Amor, che dal Valor e Senno Primo
procede e lega que' con dolce nodo,
del Sommo Ben, ch'è l'esser suo mai sempre,
è voluntate e gaudio sopra modo
di sé a sé, sicur ben, sempre opimo.
Amor, infuso del mondo alle tempre,
del suo gaudio e comodo è pur desire,
che nel futuro mai non si distempre,
ond'egli perda il sembiante divino.

Ma l'amor, che 'l destino
Fe' alle parti meschino,
più tosto è desiderio che gioire
del proprio ben, che va sempr'al morire.

Amor dunqu'è(a) piacer d'immortal vita
in tutti: ma chi in sé perderla sente,
la cerca altronde, e 'l consiglio l'invita
a trovar via di non morir repente.

Commento dell'Autore

L'Amor divino, ch'è lo Spirito Santo inteso personaliter e appropriate, e non essentialiter, è un gaudio e volontà gioiosa senza misura, a sé di sé, id est del proprio essere, che è il sommo bene di esso Primo Ente e di tutti gli altri.

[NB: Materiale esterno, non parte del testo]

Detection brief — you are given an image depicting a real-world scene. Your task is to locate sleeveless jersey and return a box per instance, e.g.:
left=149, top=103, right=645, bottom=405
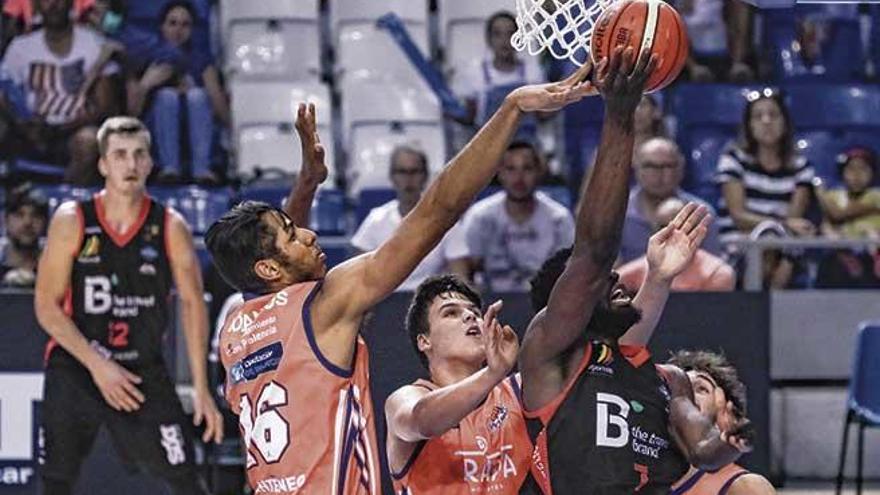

Perché il gioire è amor dell'obbietto unito alla potenza; il desiderio è amor dell'obbietto non posseduto. E però l'amor infuso al mondo, benché sia in parte gioire dell'esser che ha, nondimeno è pur desiderio di perpetuar quel che ha, perché non l'ha da sé, ma da Dio, a cui solo è amor gioia senza desio. Il terzo amore è delle parti mortali del mondo, e più desiderio che gioire, se bene alcun gioire del proprio essere; ma il desiderio di non perderlo lo affligge. Distinti gli tre amori, definisce amore esser, non desiderio, ma piacer di vita immortale in tutti, ed anche in Dio: ma chi non l'ha da sé, teme perderla, ed invita il consiglio a trovar via di non perderla. E questo, quando è saggio, gli dice che s'accosti a Dio immortale per immortalarsi; quando è stolto, a' beni mortali.

Note di GLP

(a) L'originale reca: dunque (Scelta 1622, 28).